"People don't realize how a man's whole life can be changed by one book."I was 10-years-old the first time I read The Autobiography of Malcolm X. There was an old, shabby copy in our classroom library that always drew me in. I would grab that book and read a chapter here and there, until my teacher Mrs. Blowe allowed me to take it towards the end of the school year, I probably would've swiped it had she not consented. I kept that copy for years to come, not because I didn’t want to purchase another, but because of what it meant to me. It was funny that a book released over thirty years earlier was so profound on me and nearly twenty-five years later, the impact is just as great.
— Malcolm X (The Autobiography of Malcolm X)
Keep in mind that this is public school in 1988; up until
that point, the only Black folks of relevance I learned of in school were
Martin Luther King Jr., Jesse Jackson, George Washington Carver, Rosa Parks and
Crispus Attucks. Luckily, I was part of an after-school program that stressed the
importance of Black culture in America, which opened our eyes to the imprint
African-Americans had made on this country and the world, things that weren’t
in our Social Studies books, but had an impact on our everyday life. We learned
about Garret A. Morgan and the traffic light, Dr. Charles Drew, Phyllis
Wheatley, Mary McLeod Bethune, the Black Panther Party for Self-Defense, learned
some Swahili and about this guy named Malcolm Little, who would become Detroit
Red, Malcolm X and El-Hajj Malik El-Shabazz.
And there I was after recess, in that corner reading a few
pages at a time, intrigued at how this man, became an icon, someone who was so
great, that I’d never heard about before. During that summer of 1988, Malcolm X
became the symbol of the unlimited power of change, the result of investing in you
to be better than you were yesterday. This is long before Spike Lee began his
ad campaign for his movie, before I saw Do
the Right Thing or fully understood the image from Boogie Down Productions’

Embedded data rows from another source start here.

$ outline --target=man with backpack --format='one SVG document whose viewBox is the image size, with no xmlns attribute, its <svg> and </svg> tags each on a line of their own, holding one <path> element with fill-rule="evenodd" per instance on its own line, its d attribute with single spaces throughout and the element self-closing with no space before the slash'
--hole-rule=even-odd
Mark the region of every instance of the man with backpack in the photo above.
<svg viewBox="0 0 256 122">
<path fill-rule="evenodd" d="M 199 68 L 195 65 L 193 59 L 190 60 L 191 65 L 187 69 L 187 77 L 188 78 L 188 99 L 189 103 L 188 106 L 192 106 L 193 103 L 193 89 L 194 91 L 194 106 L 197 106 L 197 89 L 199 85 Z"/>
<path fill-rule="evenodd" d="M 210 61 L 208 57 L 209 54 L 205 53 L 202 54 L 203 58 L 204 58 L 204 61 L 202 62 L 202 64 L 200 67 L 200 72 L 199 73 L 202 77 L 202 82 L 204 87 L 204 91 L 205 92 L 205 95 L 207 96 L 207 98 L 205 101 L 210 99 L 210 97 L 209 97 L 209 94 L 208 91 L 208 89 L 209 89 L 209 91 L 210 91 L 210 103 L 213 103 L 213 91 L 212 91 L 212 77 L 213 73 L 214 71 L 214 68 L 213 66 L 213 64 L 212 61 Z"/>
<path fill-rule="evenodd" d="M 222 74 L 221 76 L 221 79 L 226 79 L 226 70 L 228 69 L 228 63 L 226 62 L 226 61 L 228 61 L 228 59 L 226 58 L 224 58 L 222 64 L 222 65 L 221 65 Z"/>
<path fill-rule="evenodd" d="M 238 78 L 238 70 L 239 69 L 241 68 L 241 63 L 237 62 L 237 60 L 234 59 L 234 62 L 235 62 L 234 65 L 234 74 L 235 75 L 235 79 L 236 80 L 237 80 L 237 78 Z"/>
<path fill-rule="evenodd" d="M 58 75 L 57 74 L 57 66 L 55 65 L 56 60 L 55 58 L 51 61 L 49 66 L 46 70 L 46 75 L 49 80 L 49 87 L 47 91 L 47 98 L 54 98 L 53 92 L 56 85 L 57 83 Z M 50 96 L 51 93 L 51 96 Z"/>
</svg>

album cover. I was just a child, on the verge becoming a man, learning how from
someone who had lived and died to be recognized as a man. There were a few
years when I forgot to use the tools I picked up in those pages, but I would
always find myself drawn to a copy, as a reminder of the book with the ripped
cover that changed my life.
3 comments
Wow! You read it at 10. I was 17. Ha! My world history teacher who was Muslim (NOI) inspired me to read it. I think I still have my copy in my treasure box.
Tafari
Yeah, I was fortunate to have a teacher early on that had a grasp of culture, literature and really took to me embracing both.
A good book I recommend is Black Boy by Richard Wright. Very telling and inspiring! One point that really moved me is that Richard had stayed home to wait for a repairman. When he paid him, and the repairman/brother noticed he didn't know how much change he should get back. The repairman/brother took time out of his day and taught him how to count. Richard was amazed because it took a hour, but he could tell that it was important to the brother that he help him learn this skill. Good book!